The Nogo-A protein, originally discovered as a potent myelin-associated inhibitor of neurite outgrowth, is also expressed by certain neurons, especially during development and after injury, but its role in neuronal function is not completely known. In this report, we overexpressed Nogo-A in PC12 cells to use as a model to identify potential neuronal signaling pathways affected by endogenously expressed Nogo-A. Unexpectedly, our results show that viability of Nogo-A-overexpressing cells was reduced progressively due to apoptotic cell death following NGF treatment, but only after 24 h. Inhibitors of neutral sphingomyelinase prevented this loss of viability, suggesting that NGF induced the activation of a ceramide-dependent cell death pathway. Nogo-A over-expression also changed NGF-induced phosphorylation of TrkA at tyrosines 490 and 674/675 from sustained to transient, and prevented the regulated intramembrane proteolysis of p75^NTR, indicating that Nogo-A was altering the function of the two neurotrophin receptors. Co-immunoprecipitation studies revealed that there was a physical association between TrkA and Nogo-A which appeared to be dependent on interactions in the Nogo-A-specific region of the protein. Taken together, our results indicate that Nogo-A influences NGF-mediated mechanisms involving the activation of TrkA and its interaction with p75^NTR.

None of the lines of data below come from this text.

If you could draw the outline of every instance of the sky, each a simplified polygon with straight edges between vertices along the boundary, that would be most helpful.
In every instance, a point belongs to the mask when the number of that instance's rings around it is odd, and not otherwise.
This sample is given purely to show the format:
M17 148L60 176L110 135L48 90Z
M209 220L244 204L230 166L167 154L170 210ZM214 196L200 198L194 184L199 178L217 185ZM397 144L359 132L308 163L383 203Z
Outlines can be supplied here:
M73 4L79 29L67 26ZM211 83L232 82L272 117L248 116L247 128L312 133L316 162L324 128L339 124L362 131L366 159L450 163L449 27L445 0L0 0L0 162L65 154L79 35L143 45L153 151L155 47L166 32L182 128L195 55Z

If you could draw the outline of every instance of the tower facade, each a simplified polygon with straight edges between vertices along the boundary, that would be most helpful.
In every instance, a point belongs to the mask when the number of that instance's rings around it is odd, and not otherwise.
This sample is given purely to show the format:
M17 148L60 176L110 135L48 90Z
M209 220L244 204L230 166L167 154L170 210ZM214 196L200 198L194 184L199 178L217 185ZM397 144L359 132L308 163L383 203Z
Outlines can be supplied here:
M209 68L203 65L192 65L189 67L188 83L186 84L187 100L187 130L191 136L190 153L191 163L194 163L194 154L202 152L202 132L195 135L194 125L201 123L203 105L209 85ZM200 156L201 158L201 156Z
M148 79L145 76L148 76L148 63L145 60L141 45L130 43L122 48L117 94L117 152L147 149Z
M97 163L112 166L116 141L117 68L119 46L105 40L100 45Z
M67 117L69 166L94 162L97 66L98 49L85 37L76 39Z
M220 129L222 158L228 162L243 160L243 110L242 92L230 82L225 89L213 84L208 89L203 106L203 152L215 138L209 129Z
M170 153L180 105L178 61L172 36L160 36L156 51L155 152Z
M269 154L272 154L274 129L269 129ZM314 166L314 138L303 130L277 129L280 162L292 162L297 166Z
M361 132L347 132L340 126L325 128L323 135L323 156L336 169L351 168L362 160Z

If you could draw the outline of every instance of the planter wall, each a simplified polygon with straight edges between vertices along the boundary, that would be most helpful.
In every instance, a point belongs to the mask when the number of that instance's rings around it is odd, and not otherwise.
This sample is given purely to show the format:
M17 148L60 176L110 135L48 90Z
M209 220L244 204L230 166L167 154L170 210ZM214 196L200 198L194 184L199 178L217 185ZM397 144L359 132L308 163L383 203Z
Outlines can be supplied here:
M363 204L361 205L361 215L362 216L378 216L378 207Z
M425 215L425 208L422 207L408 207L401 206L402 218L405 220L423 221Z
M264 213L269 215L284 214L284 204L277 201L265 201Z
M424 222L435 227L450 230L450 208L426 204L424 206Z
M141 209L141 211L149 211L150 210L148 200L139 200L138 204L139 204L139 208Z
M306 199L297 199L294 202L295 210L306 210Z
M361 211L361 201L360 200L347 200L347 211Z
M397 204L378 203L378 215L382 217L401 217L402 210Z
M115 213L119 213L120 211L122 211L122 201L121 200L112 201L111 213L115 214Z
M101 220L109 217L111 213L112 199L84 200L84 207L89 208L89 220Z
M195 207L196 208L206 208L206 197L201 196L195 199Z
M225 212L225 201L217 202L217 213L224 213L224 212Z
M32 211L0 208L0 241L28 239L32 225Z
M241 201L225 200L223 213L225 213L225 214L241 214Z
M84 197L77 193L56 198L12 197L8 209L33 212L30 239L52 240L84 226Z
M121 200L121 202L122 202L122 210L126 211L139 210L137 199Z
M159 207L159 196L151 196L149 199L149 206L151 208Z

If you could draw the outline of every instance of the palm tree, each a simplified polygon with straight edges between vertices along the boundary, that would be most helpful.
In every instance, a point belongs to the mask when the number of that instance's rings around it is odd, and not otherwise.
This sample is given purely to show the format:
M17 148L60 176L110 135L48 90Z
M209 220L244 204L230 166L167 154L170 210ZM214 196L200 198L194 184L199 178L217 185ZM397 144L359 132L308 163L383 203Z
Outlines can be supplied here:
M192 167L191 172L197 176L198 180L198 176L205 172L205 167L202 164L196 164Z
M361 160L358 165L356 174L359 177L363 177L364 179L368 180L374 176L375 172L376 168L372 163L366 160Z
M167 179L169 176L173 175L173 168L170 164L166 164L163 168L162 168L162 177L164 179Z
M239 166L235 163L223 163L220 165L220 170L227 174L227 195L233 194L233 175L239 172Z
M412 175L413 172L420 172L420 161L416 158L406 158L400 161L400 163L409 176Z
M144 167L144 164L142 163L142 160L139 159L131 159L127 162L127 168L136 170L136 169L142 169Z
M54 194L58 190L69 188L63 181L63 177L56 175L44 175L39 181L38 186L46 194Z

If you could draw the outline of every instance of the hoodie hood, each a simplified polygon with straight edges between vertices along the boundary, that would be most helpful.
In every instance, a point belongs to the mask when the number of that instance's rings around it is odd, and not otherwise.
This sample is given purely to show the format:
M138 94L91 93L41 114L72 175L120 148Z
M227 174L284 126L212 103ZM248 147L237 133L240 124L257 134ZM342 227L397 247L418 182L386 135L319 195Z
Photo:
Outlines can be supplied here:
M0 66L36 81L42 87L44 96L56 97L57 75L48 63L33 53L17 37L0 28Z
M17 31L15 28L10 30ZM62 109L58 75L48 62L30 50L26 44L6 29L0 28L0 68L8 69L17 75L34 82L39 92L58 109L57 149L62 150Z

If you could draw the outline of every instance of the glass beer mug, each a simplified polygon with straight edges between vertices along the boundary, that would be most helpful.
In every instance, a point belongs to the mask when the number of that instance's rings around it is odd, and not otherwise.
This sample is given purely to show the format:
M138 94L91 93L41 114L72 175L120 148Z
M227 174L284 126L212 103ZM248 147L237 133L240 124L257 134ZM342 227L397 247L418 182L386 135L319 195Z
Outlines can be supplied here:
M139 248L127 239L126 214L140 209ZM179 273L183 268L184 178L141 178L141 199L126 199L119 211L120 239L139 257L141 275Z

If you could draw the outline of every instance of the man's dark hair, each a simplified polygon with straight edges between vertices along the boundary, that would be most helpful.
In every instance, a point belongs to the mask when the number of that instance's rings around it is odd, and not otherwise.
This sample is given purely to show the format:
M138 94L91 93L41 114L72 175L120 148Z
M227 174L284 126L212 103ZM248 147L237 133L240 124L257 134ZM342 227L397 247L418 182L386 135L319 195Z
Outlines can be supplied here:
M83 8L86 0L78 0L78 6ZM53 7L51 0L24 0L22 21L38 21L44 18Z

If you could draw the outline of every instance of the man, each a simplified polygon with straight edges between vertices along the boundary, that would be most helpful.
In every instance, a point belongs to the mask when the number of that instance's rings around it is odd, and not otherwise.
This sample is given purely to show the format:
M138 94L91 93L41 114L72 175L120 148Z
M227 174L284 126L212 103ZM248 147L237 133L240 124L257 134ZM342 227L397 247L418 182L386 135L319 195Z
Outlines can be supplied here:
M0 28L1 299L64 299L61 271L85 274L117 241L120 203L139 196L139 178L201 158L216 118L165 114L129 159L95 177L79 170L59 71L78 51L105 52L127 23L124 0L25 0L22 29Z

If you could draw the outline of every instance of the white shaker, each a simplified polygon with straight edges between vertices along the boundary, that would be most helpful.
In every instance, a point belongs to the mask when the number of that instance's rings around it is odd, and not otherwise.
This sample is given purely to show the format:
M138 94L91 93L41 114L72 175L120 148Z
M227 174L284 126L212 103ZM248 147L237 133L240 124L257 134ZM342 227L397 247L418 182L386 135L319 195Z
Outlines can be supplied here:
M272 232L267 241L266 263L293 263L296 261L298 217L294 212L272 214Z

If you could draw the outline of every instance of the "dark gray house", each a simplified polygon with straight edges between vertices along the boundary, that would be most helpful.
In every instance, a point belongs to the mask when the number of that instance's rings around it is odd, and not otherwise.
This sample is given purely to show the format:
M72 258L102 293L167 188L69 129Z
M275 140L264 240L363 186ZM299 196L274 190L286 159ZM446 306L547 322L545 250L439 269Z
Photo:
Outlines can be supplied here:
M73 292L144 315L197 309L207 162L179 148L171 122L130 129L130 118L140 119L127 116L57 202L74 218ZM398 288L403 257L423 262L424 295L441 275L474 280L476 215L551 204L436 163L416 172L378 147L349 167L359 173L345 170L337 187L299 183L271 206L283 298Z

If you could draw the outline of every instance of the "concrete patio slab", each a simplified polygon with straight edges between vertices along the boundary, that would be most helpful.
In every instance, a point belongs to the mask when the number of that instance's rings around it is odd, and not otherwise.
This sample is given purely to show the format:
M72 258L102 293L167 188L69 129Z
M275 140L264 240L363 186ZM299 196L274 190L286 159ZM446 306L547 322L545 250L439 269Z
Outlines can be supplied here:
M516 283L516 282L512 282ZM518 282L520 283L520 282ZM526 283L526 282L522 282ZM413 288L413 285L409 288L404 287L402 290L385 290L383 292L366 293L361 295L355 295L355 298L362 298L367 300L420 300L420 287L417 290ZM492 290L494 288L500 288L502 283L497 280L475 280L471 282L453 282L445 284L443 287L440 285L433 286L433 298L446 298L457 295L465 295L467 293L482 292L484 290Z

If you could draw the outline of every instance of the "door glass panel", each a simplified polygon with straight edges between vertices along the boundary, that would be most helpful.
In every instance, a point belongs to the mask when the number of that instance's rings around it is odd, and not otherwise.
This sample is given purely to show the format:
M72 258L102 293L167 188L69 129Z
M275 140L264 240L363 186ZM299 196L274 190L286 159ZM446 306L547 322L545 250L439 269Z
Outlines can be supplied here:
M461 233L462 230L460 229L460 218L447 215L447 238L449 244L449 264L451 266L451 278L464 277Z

Nogo-A蛋白最初是作为有效的髓鞘相关的神经突增生抑制剂而发现的，它也由某些神经元表达，特别是在发育过程中和损伤后，但其在神经元功能中的作用尚不完全清楚。在此报告中，我们在PC12细胞中过表达Nogo-A，用作鉴定受内源表达Nogo-A影响的潜在神经元信号通路的模型。出乎意料的是，我们的结果表明，NGF处理后，凋亡细胞死亡导致Nogo-A过表达细胞的活力逐渐降低，但仅在24小时后。中性鞘磷脂酶的抑制剂阻止了这种活力的丧失，表明NGF诱导了神经酰胺依赖性细胞死亡途径的激活。^NTR，表明Nogo-A正在改变两种神经营养蛋白受体的功能。免疫共沉淀研究表明，TrkA和Nogo-A之间存在物理联系，这似乎取决于蛋白质Nogo-A特异性区域中的相互作用。两者合计，我们的结果表明Nogo-A影响NGF介导的机制，涉及TrkA的激活及其与p75 ^NTR的相互作用。